Demo als „Superspreading-Event“?

Er habe die Äußerungen Noppers registriert, sagte Lucha in einem SWR-Interview. Der Grünen-Politiker zeigte sich zudem besorgt, die Demonstration an Karsamstag in Stuttgart könne sich im Nachhinein als „Superspreading“-Event entpuppen. „Natürlich haben wir diese Sorge, da das ein Personenkreis ist, der aus ganz Deutschland kam“, sagte Lucha. Es werde eine große Herausforderung sein, das einzudämmen.

Innenminister Thomas Strobl (CDU) hatte zuvor ebenso wie die Stadt eine Aufarbeitung angekündigt. Er will klären, ob solch „gefährliche Veranstaltungen“ in der Corona-Pandemie erlaubt werden müssen.

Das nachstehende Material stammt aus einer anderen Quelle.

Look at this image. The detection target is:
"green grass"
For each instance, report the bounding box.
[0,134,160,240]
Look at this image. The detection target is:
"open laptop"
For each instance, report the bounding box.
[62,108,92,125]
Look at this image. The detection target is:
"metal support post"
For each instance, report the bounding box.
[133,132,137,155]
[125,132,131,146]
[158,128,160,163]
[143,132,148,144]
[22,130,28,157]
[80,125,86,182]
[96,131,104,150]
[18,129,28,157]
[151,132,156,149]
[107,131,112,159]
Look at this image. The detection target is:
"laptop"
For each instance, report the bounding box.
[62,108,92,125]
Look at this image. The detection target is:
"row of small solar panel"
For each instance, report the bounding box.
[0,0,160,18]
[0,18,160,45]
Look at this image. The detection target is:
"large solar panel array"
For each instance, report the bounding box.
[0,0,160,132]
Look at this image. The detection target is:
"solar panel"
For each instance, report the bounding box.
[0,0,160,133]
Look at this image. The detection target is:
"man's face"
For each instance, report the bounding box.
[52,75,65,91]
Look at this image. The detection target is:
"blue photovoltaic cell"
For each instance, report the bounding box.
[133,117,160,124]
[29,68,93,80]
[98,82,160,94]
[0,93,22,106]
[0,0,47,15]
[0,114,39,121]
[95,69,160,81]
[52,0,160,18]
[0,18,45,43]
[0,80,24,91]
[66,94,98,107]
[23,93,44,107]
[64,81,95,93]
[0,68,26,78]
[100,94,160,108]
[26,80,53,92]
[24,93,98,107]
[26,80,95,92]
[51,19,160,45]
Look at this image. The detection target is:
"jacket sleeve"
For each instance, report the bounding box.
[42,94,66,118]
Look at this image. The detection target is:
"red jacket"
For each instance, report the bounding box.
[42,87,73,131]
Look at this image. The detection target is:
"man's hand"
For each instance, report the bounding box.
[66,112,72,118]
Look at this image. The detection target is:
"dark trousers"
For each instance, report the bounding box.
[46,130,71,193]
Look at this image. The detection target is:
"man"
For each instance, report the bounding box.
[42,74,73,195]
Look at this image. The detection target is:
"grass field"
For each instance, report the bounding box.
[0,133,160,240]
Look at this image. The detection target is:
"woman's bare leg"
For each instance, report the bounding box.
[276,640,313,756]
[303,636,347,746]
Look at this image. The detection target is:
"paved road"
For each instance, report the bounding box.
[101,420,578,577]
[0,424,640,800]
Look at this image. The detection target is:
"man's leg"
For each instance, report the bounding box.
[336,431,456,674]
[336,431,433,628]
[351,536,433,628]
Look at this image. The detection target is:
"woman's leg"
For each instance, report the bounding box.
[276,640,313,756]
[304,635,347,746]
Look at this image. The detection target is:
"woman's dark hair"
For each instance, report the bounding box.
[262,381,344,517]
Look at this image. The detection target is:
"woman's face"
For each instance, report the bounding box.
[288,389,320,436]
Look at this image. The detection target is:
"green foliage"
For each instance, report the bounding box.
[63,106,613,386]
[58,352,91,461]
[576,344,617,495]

Auf Antrag der SPD-Fraktion wird sich der Innenausschuss des baden-württembergischen Landtags am Montag (12. April) in einer Sondersitzung erneut mit den „Querdenkern“ beschäftigen. Sowohl Innenminister Thomas Strobl als auch Sozialminister Manfred Lucha (Grüne) und der Stuttgarter Oberbürgermeister Frank Nopper (CDU) sollen sich zur Kundgebung äußern. „Wir erwarten Antworten darauf, warum zum Beispiel die Versammlungsbehörde der Stadt Stuttgart den Empfehlungen des Sozialministeriums in den Tagen zuvor nicht gefolgt ist“, sagte auch Uli Sckerl von den Grünen, die den Antrag unterstützten.

Mehr als 1000 Polizisten waren am Samstag zusammen mit Einheiten aus anderen Bundesländern und der Bundespolizei im Einsatz gewesen. Sie schritten wegen der Verstöße gegen die Corona-Regeln aber kaum ein - nicht zum ersten Mal in Deutschland. Zuletzt hatte am 20. März eine Demonstration in Kassel mit mehr als 20.000 Menschen für Schlagzeilen gesorgt - erlaubt waren nur 6000. Es kam auch zu gewalttätigen Auseinandersetzungen. Kritiker hatten der Polizei dort ebenso wie in Stuttgart ein zu zurückhaltendes Auftreten bei der Demo der Corona-Maßnahmen-Gegner vorgeworfen.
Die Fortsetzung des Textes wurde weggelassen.